Copilot reviewed 2 out of 2 changed files in this pull request and generated 3 comments.

File	Description
convex/skills.ts	Added wasFlagged boolean field to getActiveSkillBatchForRescanInternal to identify skills with existing suspicious flags
convex/vt.ts	Added logic to call approveSkillByHashInternal when wasFlagged is true and verdict is no longer suspicious/malicious

---

💡 Add Copilot custom instructions for smarter, more guided reviews. Learn how to get started.

[Copilot]

The condition wasFlagged will execute for any status that is not 'malicious' or 'suspicious', including 'pending'. When verdictToStatus returns 'pending' (for unknown verdicts), calling approveSkillByHashInternal will treat it as clean (since isClean = !isMalicious && !isSuspicious) and clear the suspicious flag even though the verdict is actually pending, not clean. The condition should explicitly check that the status is 'clean' before clearing flags.

[Copilot]

The call to approveSkillByHashInternal will not clear the suspicious flag for non-privileged users due to a bug in that function's logic.

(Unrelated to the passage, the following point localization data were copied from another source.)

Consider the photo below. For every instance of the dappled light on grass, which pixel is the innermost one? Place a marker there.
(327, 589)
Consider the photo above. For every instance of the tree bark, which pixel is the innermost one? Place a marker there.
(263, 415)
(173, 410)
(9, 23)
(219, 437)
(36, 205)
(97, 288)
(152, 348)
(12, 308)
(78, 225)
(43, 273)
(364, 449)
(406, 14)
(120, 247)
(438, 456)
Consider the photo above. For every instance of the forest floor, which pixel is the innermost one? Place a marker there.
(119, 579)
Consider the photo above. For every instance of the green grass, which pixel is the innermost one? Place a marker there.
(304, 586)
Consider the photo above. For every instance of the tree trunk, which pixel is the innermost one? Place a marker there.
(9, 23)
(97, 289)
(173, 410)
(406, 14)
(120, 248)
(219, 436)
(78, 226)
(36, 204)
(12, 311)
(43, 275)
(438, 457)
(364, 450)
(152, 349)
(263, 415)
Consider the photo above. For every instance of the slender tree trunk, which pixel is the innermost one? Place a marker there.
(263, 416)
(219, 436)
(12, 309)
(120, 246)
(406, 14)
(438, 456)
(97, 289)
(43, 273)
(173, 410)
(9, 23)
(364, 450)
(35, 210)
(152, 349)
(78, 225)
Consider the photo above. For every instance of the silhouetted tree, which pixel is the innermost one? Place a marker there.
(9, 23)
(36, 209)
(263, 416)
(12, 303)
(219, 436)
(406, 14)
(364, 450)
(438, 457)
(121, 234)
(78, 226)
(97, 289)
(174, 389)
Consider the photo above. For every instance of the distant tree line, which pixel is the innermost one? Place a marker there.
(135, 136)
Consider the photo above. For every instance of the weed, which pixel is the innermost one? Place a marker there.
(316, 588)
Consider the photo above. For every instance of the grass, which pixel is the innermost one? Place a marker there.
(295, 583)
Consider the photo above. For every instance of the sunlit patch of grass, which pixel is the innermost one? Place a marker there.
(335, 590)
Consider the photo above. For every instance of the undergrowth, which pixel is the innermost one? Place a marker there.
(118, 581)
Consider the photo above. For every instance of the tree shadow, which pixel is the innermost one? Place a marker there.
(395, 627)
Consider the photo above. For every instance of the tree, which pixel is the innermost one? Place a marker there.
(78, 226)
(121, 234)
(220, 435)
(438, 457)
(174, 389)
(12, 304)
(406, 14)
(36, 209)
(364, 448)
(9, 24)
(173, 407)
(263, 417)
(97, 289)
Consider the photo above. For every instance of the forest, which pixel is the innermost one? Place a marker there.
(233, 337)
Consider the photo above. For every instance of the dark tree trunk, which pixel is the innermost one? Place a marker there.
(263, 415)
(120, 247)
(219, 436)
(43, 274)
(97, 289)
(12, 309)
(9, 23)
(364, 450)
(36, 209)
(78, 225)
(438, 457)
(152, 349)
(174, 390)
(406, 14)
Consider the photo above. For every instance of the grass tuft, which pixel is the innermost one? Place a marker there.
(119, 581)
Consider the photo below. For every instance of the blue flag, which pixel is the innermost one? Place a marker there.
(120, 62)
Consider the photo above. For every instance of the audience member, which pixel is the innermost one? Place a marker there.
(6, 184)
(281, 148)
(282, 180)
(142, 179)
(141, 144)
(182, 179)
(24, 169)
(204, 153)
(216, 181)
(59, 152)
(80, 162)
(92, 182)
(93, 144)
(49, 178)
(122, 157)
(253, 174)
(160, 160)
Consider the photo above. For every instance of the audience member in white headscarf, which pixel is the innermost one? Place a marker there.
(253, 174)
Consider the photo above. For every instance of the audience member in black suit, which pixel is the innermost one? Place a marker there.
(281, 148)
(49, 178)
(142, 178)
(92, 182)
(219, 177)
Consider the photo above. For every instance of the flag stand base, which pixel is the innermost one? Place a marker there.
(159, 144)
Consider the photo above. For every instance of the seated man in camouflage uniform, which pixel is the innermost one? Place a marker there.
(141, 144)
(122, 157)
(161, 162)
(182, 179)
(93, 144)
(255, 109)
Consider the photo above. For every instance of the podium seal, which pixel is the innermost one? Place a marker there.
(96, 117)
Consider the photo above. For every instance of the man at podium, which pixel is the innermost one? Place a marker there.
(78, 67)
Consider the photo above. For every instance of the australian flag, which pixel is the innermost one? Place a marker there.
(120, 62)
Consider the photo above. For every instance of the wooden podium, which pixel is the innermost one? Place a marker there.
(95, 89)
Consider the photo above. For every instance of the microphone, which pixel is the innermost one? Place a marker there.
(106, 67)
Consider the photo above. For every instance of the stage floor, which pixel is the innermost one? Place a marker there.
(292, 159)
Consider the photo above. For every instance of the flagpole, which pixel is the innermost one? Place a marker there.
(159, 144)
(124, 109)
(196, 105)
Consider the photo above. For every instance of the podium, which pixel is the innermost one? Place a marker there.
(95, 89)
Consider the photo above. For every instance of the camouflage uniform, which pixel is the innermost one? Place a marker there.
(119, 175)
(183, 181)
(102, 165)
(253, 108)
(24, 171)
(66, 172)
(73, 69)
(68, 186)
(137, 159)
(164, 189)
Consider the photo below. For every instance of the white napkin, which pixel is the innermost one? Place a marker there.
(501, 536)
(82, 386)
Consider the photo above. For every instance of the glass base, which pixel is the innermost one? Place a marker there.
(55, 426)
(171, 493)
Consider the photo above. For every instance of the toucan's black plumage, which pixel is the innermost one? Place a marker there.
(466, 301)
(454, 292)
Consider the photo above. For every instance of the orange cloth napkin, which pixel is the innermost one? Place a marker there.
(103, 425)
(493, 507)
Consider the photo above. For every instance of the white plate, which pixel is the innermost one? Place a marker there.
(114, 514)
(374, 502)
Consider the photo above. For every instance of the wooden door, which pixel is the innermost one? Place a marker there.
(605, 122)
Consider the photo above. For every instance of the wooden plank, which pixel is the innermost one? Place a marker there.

In approveSkillByHashInternal at line 2614, the condition (isSuspicious || alreadyFlagged) && !bypassSuspicious will match when a previously-flagged skill gets a clean verdict, causing it to keep newFlags = ['flagged.suspicious'] instead of clearing the flag. The isClean branch that checks for other scanners (line 2617-2624) never executes because the previous condition matches first. This means the PR's intended fix will not work as described - skills will remain flagged even when VT returns a clean verdict.

[Copilot]

This new functionality lacks test coverage. There should be a test that verifies a previously-flagged skill has its flagged.suspicious flag cleared when VT returns a clean verdict during rescan. This is especially important given the complexity of the multi-scanner flag merging logic in approveSkillByHashInternal.